Lopez is expected to be feted in Chicago later this week. Supporters also plan to honor him at the June 11 Puerto Rican Day parade along New York's Fifth Avenue.
Lopez was sentenced to 55 years in prison in 1981 after he was found guilty of seditious conspiracy, armed robbery, a weapons violation and four counts of interstate transportation of stolen vehicles. A federal judge termed him an "unreconstructed revolutionary" and Lopez said Puerto Ricans should fight for their island's independence "by any means necessary."
He later faced an additional 15 years in jail after he was convicted of conspiring to escape from prison in Leavenworth, Kansas.
In 1999, President Bill Clinton offered Lopez clemency but the inmate rejected the offer because it excluded two associates who have since been released. Then in 2011, the U.S. Parole Commission denied his request for an early release.
In his final days in office, President Barack Obama commuted Lopez's sentence, along with clemency for others including Chelsea Manning, the transgender Army intelligence analyst who leaked more than 700,000 U.S. documents.
Lopez was released from prison in Terre Haute, Indiana, and arrived in Puerto Rico in February to serve the remainder of his sentence under house arrest.

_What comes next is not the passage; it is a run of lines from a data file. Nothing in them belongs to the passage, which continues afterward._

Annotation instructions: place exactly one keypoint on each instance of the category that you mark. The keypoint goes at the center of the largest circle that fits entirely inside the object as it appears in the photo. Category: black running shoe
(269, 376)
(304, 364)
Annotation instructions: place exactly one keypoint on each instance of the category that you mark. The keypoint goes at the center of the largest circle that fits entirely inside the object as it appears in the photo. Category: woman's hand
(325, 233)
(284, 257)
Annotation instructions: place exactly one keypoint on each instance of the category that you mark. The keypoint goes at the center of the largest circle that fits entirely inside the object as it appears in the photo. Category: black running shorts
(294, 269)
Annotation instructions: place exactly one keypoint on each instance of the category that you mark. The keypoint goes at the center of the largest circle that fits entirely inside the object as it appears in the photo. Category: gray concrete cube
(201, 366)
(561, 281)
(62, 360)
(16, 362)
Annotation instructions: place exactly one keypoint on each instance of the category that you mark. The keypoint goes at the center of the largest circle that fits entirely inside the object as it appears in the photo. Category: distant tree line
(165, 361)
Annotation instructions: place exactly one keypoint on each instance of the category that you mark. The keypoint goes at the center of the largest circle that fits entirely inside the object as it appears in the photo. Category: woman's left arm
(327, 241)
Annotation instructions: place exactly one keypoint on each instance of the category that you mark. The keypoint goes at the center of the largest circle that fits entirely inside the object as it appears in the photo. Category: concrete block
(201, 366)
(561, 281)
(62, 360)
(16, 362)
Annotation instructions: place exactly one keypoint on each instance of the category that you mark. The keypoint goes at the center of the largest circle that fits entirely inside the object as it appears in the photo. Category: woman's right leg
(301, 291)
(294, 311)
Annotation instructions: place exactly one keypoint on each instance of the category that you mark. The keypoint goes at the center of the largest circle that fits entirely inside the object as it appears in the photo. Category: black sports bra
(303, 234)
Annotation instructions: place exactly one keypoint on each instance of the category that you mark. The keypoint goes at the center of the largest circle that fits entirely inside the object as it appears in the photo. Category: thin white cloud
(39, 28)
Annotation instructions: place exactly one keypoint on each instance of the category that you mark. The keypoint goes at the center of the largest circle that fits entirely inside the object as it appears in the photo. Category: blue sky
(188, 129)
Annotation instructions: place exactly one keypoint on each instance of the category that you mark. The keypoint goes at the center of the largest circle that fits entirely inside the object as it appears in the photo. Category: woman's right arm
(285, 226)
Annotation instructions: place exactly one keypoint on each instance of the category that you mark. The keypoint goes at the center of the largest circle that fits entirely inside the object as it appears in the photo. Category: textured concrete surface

He had been staying with his daughter at her home in San Juan.
He has said that upon returning to Puerto Rico he wanted to spend time with family and create a think tank to work on issues including climate change, the economy and the island's political status.
The June parade in New York comes on the same day as the latest referendum on Puerto Rico's status, which is to include three options: statehood, territoriality or independence.
Lopez told AP he believed his compatriots would not opt for statehood and the referendum would be "another exercise in futility."
The island's previous referendums resulted in no action from U.S. Congress, which has final say on any changes in the island's political status. In the last one, held in 2012, 54 percent said they wanted a change in status. Sixty-one percent who answered a second question said they favored statehood, but nearly 500,000 left that question blank, leading many to question the results.
Associated Press correspondent Carlos Rivera Giusti reported this story in San Juan and AP writer David McFadden reported from Port-au-Prince, Haiti. AP writer Colleen Long in New York contributed to this report.